O que se observa, com frequência crescente, é o uso da justificativa da escassez como um recurso retórico conveniente para disfarçar condutas empresariais voltadas à maximização do lucro por meio da restrição deliberada da oferta. Em outras palavras, há casos em que empresas que poderiam abastecer o mercado de forma estável optam por limitar sua produção ou distribuição, com o objetivo de manter os preços elevados e proteger margens financeiras.
Esse tipo de conduta, por vezes praticado de forma coordenada entre empresas do mesmo setor, configura um movimento que beira a cartelização informal. Ainda que nem sempre existam provas documentais de acordos diretos entre concorrentes, os efeitos práticos são os mesmos: formação artificial de preços, desequilíbrio competitivo e penalização do consumidor final.

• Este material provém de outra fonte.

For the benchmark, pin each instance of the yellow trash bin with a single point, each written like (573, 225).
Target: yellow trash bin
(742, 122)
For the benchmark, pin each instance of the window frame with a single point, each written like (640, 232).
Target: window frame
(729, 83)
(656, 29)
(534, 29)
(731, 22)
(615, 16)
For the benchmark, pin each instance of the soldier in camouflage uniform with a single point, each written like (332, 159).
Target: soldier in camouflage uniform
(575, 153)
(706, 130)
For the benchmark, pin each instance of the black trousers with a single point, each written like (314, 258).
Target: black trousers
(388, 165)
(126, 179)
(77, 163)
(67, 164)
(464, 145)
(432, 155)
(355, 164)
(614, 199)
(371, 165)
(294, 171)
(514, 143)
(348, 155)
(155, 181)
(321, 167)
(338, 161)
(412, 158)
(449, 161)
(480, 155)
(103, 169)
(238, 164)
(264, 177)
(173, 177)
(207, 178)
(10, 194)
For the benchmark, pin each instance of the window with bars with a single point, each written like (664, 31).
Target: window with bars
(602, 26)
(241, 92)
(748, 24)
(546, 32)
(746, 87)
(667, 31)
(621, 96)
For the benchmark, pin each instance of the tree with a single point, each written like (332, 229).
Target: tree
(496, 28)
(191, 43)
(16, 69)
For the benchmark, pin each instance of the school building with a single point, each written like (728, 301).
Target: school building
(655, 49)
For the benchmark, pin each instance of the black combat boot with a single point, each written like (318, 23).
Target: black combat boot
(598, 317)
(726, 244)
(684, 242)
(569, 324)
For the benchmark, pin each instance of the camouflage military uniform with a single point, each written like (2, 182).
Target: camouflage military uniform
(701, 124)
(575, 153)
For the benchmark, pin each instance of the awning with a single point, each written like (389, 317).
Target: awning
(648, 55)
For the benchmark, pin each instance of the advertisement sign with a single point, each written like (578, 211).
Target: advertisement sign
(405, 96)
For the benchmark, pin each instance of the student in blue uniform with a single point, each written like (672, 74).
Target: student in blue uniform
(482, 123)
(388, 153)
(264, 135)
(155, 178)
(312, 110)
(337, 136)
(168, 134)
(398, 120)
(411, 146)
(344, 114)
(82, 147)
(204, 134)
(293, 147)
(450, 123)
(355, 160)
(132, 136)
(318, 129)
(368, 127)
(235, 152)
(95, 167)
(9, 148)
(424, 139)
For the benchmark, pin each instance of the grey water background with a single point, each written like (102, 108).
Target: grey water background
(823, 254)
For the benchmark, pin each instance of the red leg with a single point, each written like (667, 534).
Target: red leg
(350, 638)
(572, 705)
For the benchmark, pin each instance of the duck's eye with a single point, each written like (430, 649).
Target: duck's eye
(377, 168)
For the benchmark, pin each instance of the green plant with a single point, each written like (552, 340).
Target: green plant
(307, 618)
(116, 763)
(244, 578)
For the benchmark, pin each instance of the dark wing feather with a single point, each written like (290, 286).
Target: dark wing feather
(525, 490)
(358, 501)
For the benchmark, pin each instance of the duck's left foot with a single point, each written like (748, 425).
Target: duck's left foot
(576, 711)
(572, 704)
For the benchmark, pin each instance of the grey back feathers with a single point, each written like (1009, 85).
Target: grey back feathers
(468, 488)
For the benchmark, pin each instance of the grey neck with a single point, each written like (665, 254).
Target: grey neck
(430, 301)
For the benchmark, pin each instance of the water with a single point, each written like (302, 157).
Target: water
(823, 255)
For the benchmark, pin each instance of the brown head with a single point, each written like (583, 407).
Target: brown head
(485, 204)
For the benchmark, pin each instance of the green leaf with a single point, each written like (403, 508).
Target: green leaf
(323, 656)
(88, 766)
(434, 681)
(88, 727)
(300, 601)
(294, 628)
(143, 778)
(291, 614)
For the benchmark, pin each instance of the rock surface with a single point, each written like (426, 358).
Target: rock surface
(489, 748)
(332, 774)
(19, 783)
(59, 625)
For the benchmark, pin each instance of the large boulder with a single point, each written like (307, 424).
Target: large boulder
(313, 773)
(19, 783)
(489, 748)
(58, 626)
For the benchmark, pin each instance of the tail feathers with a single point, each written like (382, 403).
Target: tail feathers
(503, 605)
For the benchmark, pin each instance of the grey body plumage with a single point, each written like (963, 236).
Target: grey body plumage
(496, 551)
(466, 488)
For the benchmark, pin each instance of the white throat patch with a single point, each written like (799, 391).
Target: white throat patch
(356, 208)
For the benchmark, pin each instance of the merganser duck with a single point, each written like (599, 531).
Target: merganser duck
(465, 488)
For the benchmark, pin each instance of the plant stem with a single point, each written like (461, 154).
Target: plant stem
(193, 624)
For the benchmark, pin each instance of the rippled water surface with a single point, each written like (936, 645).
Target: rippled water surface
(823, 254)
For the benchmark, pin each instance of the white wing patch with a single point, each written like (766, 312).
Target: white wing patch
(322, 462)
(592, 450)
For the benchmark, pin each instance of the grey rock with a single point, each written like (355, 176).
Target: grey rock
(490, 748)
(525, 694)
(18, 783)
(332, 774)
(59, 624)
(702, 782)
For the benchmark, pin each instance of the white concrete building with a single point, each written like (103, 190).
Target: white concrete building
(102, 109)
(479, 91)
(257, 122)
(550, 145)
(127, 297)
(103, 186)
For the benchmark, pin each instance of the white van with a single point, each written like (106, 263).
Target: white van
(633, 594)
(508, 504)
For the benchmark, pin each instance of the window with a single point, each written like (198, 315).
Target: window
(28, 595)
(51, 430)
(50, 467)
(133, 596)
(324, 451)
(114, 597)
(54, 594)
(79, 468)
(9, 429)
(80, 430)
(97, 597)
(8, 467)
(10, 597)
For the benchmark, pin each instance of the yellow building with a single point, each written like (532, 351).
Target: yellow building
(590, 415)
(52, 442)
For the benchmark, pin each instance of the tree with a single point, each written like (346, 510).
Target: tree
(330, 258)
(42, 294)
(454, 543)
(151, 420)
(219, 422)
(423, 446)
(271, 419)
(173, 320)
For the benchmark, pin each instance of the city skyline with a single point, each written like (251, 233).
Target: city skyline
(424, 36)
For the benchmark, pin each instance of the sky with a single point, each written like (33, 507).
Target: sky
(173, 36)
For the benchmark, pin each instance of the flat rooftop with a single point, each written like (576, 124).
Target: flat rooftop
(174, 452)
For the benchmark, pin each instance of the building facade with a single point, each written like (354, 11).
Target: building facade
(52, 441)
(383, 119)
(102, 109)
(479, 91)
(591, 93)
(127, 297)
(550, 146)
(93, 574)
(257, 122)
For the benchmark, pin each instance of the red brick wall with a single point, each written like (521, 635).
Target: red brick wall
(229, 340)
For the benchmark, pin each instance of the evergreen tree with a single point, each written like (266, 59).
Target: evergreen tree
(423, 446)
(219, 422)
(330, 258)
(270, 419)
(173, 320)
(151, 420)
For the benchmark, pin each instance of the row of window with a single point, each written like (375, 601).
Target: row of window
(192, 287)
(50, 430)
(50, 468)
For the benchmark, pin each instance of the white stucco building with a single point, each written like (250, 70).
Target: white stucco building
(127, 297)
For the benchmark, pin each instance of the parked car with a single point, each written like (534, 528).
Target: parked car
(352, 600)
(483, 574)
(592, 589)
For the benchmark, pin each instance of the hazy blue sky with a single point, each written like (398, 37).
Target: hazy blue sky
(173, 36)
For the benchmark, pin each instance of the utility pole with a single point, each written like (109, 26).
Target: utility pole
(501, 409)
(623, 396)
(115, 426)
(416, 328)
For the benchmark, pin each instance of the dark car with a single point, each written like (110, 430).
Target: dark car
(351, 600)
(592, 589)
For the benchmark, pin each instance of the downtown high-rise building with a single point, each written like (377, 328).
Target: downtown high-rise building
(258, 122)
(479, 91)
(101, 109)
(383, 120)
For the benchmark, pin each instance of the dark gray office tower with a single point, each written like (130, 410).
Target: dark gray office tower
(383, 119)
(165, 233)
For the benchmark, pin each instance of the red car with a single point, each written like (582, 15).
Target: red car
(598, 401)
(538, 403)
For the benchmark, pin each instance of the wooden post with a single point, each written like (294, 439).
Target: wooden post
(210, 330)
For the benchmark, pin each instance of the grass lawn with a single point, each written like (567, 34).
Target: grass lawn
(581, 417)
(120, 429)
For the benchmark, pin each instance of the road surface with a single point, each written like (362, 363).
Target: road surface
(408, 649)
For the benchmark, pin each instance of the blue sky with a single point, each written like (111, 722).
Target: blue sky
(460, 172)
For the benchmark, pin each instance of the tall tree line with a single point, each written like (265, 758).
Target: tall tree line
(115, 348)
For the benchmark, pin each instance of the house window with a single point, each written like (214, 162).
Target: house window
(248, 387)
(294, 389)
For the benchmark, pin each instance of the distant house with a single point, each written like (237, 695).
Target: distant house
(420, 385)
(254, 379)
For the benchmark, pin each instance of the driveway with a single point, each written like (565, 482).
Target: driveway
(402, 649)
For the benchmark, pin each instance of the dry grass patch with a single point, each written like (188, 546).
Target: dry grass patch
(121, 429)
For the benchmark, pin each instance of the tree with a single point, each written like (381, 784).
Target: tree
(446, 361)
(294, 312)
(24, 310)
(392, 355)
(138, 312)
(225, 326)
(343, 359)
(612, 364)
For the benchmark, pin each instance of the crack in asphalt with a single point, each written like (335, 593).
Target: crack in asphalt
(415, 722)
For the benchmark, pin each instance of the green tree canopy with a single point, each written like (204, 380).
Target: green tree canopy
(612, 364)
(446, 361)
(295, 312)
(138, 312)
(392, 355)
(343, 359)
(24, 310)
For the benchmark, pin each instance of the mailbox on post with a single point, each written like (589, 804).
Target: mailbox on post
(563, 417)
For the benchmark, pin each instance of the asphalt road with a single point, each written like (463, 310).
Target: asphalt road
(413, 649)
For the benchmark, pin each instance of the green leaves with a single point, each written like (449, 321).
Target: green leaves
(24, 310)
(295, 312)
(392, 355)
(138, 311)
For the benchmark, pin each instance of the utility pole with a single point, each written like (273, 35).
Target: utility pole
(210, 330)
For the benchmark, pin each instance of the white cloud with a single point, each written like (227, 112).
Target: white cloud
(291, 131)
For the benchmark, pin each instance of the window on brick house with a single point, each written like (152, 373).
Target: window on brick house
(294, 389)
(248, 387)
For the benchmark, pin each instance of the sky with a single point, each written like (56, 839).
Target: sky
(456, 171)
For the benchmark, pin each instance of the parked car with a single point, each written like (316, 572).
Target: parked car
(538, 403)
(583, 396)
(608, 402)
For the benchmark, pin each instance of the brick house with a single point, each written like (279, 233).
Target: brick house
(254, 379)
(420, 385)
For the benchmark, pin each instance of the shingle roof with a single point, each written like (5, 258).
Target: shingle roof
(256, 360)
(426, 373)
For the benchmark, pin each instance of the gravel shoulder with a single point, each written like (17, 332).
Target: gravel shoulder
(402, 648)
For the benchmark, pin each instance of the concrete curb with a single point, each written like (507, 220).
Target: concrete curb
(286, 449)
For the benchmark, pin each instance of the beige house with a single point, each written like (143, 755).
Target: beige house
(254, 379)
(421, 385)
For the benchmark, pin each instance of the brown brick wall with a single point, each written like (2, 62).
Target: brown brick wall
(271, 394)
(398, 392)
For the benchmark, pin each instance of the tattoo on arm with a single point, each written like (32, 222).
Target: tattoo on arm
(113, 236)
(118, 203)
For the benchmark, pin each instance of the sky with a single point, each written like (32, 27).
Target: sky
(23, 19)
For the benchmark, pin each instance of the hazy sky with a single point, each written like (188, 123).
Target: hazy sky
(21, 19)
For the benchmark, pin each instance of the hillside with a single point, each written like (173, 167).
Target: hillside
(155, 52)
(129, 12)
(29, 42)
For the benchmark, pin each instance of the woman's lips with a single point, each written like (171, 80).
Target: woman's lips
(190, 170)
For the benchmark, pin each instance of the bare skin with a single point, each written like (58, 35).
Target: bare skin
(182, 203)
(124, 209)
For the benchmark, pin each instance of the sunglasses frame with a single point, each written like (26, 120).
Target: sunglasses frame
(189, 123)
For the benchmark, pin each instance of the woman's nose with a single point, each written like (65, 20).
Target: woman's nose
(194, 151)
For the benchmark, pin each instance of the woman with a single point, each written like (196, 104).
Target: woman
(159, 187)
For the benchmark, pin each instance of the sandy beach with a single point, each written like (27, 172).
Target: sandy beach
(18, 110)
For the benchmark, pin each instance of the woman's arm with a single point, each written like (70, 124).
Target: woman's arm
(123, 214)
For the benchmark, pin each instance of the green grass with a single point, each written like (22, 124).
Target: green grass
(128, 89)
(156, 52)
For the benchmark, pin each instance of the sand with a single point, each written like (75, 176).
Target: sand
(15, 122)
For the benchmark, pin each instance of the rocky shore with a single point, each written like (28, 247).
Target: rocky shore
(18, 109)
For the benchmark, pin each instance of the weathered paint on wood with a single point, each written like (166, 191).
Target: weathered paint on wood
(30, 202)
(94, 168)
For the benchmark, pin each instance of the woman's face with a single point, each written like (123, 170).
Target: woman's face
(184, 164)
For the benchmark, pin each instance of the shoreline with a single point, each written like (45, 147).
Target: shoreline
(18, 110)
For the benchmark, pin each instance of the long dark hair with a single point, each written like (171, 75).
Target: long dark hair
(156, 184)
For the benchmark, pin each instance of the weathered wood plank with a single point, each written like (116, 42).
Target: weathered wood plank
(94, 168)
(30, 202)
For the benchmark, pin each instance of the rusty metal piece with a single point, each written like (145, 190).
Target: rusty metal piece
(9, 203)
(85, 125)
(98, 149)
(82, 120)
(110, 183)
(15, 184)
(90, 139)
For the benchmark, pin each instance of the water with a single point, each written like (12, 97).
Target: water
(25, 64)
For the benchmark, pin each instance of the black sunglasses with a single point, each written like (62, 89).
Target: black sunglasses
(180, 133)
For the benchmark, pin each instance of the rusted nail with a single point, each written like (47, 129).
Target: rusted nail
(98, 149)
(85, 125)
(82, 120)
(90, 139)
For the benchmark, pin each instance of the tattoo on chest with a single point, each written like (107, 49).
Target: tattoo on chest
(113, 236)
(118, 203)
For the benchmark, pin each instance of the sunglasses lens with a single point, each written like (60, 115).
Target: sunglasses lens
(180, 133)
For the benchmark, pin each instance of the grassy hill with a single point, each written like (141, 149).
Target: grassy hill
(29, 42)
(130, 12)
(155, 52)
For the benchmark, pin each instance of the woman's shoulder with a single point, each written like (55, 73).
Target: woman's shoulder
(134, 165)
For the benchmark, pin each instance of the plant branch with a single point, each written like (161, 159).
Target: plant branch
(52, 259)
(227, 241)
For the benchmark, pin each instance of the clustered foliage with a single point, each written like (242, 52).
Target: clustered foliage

Ao lado disso, observa-se uma inaceitável omissão estatal. Enquanto grande parte dos esforços de combate à inflação se concentra no aumento da taxa de juros — o que impacta diretamente o crédito, a produção e o consumo das famílias —, pouco se investiga a fundo a cadeia de formação de preços em setores estratégicos da economia. O resultado é um modelo em que o custo do ajuste recai sobre a população, enquanto os agentes com maior poder econômico mantêm suas margens intactas.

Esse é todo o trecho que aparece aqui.